As the plates were being cleared, Felix stood up, friendly politician grin firmly in place. “Ladies and gentleman,” he announced, pitching his voice so that it would reach all corners of the room without needing a microphone.Are politicians taught how to do that?I wondered. There had to be a class or something like that. “I wanted to thank you all for coming to celebrate my upcoming wedding to this wonderful woman.” He looked at me. “Stand up, Lyse, love.”

I pushed myself up and tried not to wince as my shoes tightened painfully across the top of my foot. “Thank you, everyone,” I said and leaned into Felix’s side, the picture of happiness.

Felix beamed at me. “I know Lyse and I aren’t the most traditional couple, but I have always been blown away by this smart, caring, beautiful woman, and I was never happier than the day that she agreed to be my wife.”
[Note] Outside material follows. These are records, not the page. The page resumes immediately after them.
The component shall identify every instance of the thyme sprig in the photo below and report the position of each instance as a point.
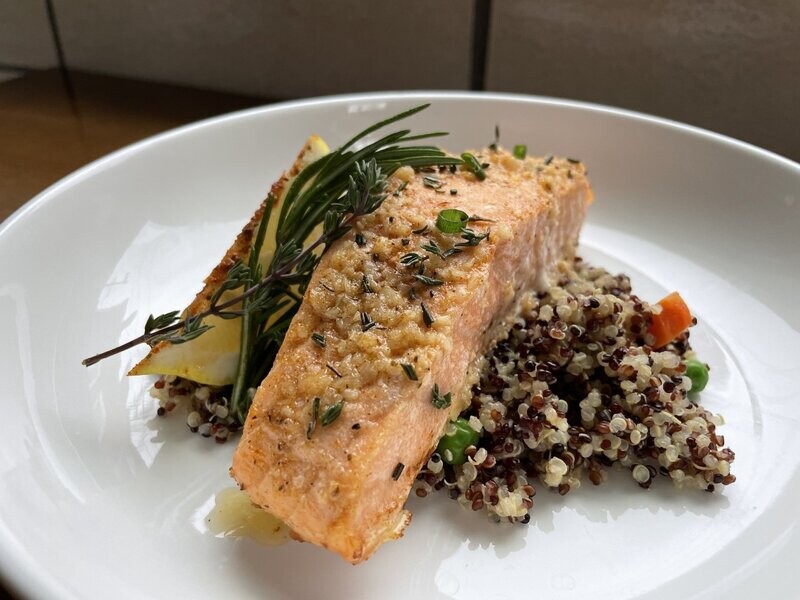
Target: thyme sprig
(333, 192)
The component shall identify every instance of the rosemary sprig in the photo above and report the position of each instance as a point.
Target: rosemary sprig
(333, 192)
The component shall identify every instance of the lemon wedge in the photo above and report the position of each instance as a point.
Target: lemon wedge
(212, 358)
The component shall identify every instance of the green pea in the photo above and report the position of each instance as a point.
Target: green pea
(458, 436)
(698, 373)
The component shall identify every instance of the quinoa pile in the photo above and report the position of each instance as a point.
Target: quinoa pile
(208, 412)
(573, 391)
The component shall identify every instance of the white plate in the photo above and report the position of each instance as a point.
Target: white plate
(101, 499)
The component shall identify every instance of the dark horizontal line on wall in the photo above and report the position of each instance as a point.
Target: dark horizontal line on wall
(13, 67)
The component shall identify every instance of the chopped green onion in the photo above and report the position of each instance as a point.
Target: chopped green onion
(398, 470)
(432, 182)
(438, 400)
(365, 285)
(427, 317)
(473, 165)
(451, 220)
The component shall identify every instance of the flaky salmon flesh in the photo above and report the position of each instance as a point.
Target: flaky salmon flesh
(385, 318)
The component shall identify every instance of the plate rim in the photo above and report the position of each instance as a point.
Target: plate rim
(20, 572)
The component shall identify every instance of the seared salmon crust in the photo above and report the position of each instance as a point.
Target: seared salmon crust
(392, 328)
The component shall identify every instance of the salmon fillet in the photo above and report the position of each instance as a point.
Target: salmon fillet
(343, 486)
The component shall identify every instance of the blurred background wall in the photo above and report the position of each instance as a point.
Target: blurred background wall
(732, 66)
I remembered that day well. Felix and my father went into his office and came out two hours later with the announcement I would be marrying the politician. There had been no beautiful proposal; Felix hadn’t even spoken to me. I didn’t receive a ring until three months ago, and it was brought by a courier with the instruction that I should wear it from now on.

Felix continued to talk about our phony courtship, mentioning the innocent dates we never went on and how we circled each other for months before making anything official. Like the information on his political constituents and donors, it was information that I also memorized before tonight. The story of our relationship was of utmost importance; Felix couldn’t come across like a predator.
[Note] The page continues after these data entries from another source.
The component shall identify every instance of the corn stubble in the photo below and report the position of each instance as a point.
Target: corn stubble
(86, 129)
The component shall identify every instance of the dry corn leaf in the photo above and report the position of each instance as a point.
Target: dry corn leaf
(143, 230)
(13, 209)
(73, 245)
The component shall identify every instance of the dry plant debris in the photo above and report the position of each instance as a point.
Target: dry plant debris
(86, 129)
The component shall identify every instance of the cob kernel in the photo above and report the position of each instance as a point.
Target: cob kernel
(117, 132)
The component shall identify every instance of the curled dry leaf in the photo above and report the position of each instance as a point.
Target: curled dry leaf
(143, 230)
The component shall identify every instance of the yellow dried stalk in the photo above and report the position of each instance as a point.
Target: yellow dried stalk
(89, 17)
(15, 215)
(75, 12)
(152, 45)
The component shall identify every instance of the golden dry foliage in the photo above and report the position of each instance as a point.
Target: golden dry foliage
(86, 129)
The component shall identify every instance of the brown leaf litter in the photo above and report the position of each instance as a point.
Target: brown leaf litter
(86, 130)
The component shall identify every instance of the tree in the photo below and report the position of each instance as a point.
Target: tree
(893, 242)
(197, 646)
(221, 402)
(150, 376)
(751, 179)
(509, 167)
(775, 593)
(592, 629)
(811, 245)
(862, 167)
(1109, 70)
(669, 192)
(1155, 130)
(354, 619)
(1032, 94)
His speech would end with a kiss; I had already been warned. It would be our first, my first, and I had been dreading it since my mother told me about it a week ago. I didn’t have to do anything beyond stand here and not look disgusted, but there was no way to prevent it.

Felix turned to look at me, and my muscles went rigid. His smile hadn’t slipped an inch, but his eyes were dark in a way I’d never seen before. I had never been excited about my upcoming marriage, but I’d also never been afraid of Felix before.